The U.S. Supreme Court ruled on June 28, 2012, that President Obama’s Health Care Act is constitutional and that the government can and will require individuals to purchase health insurance. This provision takes effect January 1, 2014, and there are other provisions that phase in January 1, 2013.

The health insurance provision means that beginning January 2014, non-exempt U.S. citizens and legal residents who are required to file a tax return are required to have health insurance. Individuals who fail to maintain minimum essential coverage are subject to the following penalty(s) per uninsured household adult: 2014 – the greater of $95 or a 1% penalty of the amount of household income that is over the threshold amount of income required for income tax return filing; 2015 – $325 or 2% penalty; and 2016 and after $695 (indexed for inflation) or 2.5% penalty.

There are three additional and potentially expensive provisions to this law that take effect in 2013:

1. If you are single and your compensation (salary, wages, self-employment income) is $200,000 or more ($250,000 for married couples), you will pay an additional 0.9% tax on your earned income.
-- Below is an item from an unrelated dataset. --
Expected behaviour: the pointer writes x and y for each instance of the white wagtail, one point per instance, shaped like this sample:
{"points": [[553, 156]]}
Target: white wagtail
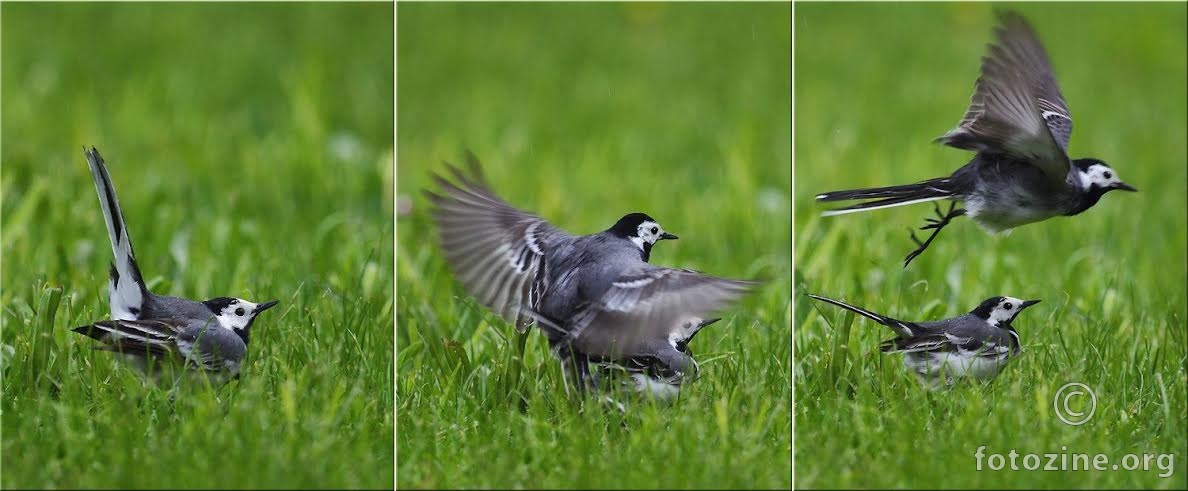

What can you do about this? Consider accelerating a bonus or other income that is scheduled to be paid to you in 2013 by rescheduling it to be paid in 2012.

2. There is a 3.8% tax on investment income (interest, dividends, net rental income, capital gains, etc.) for individuals, estates, and trusts. The tax is 3.8% of the lesser of your investment income or your adjusted gross income that is over the threshold amounts of $200,000 for singles and $250,000 for married couples. For estates and trusts, the tax is 3.8% of undistributed net investment income or the excess of AGI over the dollar amount at which the highest estate and trust income tax bracket begins. For 2012, that estate/trust bracket begins at $11,650. What can you do about this provision? Consider accelerating this type of income from 2013 to 2012. If you are managing an estate or trust, consider distributing net investment income to the beneficiary(s) each year.

3. You probably recall that if you itemize your deductions, you can deduct any medical expenses that exceed 7.5% of your adjusted gross income. This changes with the Health Care Act because the medical deduction threshold will increase from the current 7.5% of your adjusted gross income to 10% for taxpayers under the age of 65. In 2017 it will be 10% for all taxpayers regardless of age. To avoid the increased AGI threshold, try to lump the payment of medical expenses into 2012 instead of paying them in 2013.